After China's CNOOC failed in its effort to acquire Unocal, being initially outbid and later outmaneuvered by Chevron, it was clearly time to rethink its strategy. Buying an international oil company that was larger than itself, and taking on all the operational challenges and risks that went with it, was not just a step too far for a company that still had one foot in the world of state oil monopolies and regulated markets, it was also a poor match for China's needs. Now it has made a major acquisition in Africa, buying into a project led by France's Total. This looks like a much better move.
China's rapid economic growth has turned it from a net oil exporter into a major importer in the course of about a decade. Energy security in the Chinese context will come from reliable, geographically diverse supplies of oil and gas to fuel further growth. Unocal could have provided some of that, but it came not just at a high price per barrel, but with counterproductive political complications . Its 45% stake in the Akpo project in Nigeria will serve it better, if on a smaller scale. As CNOOC and its sister companies attempt to grow internationally, their best bet is buying into precisely this kind of project, involving the development of a previously-discovered resource.
This approach offers several advantages for CNOOC. It will still have to reconcile different cultures and management styles, but this will be on the project venture level, where CNOOC already has considerable experience working with Western companies. It is also not taking on exploration risk, which was the bane of Japan's attempt to do the same thing twenty-five years ago. Nor will it have to operate the project, relying instead on--and learning from--a major oil company with significant experience both in Africa and in deep water. Through further acquisitions like this at attractive prices (this deal is estimated to work out to under $5/barrel) CNOOC can assemble an attractive international portfolio and grow itself into a meaningful supplier of China's import needs, as well as becoming a serious player in the global market.

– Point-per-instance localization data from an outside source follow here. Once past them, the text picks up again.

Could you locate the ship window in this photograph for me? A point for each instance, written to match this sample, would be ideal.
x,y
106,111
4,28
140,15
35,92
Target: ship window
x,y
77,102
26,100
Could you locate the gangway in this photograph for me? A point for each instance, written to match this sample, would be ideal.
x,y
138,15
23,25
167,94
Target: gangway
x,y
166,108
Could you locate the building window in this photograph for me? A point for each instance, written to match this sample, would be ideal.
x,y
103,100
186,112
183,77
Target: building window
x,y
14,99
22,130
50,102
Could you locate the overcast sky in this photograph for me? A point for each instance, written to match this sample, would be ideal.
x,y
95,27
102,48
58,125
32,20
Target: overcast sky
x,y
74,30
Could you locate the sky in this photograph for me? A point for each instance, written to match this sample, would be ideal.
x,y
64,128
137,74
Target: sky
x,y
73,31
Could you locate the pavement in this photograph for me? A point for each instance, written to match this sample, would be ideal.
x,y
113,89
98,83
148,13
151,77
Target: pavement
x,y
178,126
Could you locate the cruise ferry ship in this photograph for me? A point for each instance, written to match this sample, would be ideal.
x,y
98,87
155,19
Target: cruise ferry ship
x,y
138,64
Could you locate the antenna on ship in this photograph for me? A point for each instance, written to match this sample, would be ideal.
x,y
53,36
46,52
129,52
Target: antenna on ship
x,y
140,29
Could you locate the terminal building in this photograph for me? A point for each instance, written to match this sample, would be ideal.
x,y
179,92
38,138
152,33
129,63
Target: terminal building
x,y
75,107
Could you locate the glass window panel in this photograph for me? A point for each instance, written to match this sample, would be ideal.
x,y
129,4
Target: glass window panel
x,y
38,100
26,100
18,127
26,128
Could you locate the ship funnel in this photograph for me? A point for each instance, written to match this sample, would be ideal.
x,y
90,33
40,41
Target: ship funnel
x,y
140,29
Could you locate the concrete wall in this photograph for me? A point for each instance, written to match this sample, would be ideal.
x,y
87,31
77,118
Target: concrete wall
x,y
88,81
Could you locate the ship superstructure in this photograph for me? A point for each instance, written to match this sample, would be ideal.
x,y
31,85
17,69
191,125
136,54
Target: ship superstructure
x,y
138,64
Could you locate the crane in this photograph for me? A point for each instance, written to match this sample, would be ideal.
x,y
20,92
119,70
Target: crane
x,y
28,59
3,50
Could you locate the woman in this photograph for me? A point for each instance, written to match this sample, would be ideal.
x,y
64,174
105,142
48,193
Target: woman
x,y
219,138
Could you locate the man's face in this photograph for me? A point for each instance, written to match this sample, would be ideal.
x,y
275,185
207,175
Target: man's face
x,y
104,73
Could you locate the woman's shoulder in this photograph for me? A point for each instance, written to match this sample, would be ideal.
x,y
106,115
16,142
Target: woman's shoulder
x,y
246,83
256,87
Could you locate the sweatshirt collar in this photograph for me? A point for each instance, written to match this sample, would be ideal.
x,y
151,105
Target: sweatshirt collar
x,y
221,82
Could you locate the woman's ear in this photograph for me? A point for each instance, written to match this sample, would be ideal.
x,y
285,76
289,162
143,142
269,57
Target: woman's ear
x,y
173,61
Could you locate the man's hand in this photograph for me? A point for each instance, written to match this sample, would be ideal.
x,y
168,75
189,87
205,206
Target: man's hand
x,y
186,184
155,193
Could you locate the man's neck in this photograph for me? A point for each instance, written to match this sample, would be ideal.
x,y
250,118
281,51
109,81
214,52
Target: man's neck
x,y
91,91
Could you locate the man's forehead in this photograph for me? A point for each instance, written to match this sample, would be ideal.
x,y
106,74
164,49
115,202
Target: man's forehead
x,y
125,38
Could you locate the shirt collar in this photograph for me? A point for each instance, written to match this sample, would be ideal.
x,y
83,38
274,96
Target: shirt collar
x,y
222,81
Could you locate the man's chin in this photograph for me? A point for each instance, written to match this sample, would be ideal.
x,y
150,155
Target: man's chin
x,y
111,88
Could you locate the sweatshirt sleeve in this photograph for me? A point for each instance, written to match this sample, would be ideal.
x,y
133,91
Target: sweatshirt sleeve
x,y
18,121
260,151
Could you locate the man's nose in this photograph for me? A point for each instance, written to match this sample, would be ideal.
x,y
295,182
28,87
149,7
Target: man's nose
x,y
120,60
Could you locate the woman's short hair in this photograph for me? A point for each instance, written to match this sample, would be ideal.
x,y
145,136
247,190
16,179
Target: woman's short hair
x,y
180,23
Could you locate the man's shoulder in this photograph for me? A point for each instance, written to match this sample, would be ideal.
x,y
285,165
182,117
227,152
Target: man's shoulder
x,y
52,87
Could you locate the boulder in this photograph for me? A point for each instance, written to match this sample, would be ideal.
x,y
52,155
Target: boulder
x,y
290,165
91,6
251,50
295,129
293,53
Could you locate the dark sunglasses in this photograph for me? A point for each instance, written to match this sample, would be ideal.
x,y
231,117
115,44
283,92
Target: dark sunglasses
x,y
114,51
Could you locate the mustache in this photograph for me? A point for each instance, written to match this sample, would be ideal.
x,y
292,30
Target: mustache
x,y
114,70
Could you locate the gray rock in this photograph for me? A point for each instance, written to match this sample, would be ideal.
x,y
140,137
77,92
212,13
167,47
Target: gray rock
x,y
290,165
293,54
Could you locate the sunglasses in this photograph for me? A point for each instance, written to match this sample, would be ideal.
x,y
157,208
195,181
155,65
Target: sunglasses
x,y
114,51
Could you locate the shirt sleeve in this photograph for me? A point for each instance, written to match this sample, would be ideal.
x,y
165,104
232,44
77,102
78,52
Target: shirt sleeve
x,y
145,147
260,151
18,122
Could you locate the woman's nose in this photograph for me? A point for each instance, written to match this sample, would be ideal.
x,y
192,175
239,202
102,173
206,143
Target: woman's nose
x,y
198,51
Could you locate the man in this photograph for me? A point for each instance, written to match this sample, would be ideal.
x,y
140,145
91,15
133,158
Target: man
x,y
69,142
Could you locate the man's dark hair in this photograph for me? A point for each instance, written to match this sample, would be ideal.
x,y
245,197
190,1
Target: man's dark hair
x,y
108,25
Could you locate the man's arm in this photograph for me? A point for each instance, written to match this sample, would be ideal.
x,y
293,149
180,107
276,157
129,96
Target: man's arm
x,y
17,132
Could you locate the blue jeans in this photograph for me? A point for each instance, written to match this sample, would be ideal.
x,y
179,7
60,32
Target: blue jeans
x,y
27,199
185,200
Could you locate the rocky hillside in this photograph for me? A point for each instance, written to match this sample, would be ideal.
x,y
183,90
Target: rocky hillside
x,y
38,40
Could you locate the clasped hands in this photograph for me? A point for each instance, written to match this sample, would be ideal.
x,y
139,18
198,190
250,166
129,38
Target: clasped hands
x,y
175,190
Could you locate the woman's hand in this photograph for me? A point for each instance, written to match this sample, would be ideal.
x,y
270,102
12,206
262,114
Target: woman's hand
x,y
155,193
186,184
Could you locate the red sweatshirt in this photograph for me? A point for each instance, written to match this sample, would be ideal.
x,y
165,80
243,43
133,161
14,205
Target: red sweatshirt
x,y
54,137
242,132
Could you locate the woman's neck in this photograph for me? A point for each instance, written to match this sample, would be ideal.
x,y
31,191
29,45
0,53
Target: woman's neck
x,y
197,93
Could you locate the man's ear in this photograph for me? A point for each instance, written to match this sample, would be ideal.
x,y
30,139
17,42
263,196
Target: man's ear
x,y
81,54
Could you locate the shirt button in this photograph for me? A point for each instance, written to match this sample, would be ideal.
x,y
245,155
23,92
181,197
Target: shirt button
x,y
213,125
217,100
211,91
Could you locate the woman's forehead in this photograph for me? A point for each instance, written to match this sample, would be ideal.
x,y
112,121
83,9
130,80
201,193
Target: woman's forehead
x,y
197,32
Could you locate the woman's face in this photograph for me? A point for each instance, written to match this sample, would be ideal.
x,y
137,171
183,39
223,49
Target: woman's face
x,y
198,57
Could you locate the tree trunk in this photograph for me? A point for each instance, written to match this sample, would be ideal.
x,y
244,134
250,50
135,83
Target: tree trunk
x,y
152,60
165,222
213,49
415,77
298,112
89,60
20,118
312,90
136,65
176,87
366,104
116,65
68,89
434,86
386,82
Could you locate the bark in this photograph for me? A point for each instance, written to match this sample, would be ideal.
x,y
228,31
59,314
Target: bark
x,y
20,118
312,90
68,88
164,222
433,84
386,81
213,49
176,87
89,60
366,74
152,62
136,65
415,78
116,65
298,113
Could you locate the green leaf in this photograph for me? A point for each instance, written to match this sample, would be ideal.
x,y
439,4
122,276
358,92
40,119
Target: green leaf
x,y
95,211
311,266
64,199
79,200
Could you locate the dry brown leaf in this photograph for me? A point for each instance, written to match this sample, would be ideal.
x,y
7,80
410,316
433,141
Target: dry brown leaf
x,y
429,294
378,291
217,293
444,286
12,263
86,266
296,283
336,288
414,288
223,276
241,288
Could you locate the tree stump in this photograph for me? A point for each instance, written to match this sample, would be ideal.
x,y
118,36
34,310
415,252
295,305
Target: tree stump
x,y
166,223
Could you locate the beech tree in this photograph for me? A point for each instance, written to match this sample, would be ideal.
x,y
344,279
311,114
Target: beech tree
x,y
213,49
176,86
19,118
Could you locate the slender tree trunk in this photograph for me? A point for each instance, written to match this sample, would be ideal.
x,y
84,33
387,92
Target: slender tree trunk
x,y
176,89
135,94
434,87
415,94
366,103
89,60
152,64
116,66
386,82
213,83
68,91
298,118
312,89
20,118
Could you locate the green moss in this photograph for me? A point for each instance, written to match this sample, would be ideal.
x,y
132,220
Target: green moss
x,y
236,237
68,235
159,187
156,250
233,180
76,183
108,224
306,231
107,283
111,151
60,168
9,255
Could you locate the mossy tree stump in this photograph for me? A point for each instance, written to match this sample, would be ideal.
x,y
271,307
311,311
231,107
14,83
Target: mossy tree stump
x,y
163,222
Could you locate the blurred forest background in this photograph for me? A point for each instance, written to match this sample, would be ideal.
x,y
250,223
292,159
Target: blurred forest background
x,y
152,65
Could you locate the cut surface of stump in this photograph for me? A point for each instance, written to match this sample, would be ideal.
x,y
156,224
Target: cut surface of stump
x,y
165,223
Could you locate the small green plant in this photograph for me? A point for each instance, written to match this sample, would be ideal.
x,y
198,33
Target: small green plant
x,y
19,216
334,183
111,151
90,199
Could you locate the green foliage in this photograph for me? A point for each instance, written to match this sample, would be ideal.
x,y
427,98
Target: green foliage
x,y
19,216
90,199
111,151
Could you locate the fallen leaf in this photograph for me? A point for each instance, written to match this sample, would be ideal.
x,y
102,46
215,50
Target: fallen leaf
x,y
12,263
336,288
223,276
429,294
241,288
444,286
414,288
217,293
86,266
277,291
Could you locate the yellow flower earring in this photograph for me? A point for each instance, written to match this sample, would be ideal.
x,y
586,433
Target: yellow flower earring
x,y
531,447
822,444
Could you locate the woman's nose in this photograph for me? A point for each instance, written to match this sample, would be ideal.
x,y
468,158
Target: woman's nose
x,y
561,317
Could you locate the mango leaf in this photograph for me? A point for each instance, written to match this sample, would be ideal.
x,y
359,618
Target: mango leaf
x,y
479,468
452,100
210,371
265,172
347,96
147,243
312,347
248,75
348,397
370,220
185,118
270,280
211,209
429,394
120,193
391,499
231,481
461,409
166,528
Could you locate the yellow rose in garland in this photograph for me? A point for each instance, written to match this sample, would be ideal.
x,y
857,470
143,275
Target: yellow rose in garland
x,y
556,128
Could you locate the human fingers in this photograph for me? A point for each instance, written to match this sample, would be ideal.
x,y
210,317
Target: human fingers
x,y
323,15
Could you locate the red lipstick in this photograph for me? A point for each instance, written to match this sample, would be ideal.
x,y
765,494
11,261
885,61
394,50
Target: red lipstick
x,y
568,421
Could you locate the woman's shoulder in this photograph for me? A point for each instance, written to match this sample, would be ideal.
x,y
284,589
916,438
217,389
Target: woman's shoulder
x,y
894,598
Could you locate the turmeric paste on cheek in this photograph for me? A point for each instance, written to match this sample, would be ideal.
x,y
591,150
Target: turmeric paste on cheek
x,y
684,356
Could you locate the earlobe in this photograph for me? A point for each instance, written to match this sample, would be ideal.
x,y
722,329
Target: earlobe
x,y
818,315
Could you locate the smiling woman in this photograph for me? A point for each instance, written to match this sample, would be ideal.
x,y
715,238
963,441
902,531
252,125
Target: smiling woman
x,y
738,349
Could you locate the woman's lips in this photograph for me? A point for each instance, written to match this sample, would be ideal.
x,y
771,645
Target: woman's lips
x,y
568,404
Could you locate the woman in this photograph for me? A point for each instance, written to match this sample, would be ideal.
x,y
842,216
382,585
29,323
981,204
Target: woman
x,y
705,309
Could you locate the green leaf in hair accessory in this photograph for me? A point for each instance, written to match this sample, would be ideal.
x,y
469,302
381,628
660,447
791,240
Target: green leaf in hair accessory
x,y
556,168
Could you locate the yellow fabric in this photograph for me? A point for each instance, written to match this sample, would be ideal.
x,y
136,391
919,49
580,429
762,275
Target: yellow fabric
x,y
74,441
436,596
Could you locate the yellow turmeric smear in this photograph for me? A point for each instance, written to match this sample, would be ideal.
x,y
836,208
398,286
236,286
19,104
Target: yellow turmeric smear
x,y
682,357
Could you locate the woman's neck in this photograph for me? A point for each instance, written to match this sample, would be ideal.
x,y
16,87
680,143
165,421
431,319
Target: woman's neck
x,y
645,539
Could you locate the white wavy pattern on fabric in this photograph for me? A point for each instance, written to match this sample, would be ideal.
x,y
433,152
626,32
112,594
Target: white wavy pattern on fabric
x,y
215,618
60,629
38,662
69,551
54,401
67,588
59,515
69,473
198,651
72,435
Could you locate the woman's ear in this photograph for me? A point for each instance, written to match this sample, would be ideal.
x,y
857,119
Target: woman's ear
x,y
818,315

From the standpoint of the international majors, this strategy creates more of a mixed blessing than a successful acquisition of Unocal would have. In the near term, it provides them a cash-rich partner with whom to share development risk on the multi-billion-dollar projects they must pursue, in order to replace their depleting reserves. In the long run, however, it puts CNOOC squarely into the market from which they derive the bulk of their cash flow, and it will drive up contract terms with host countries. And CNOOC is only the thin edge of the wedge of state and former-state oil companies that are looking to break out of their national cages.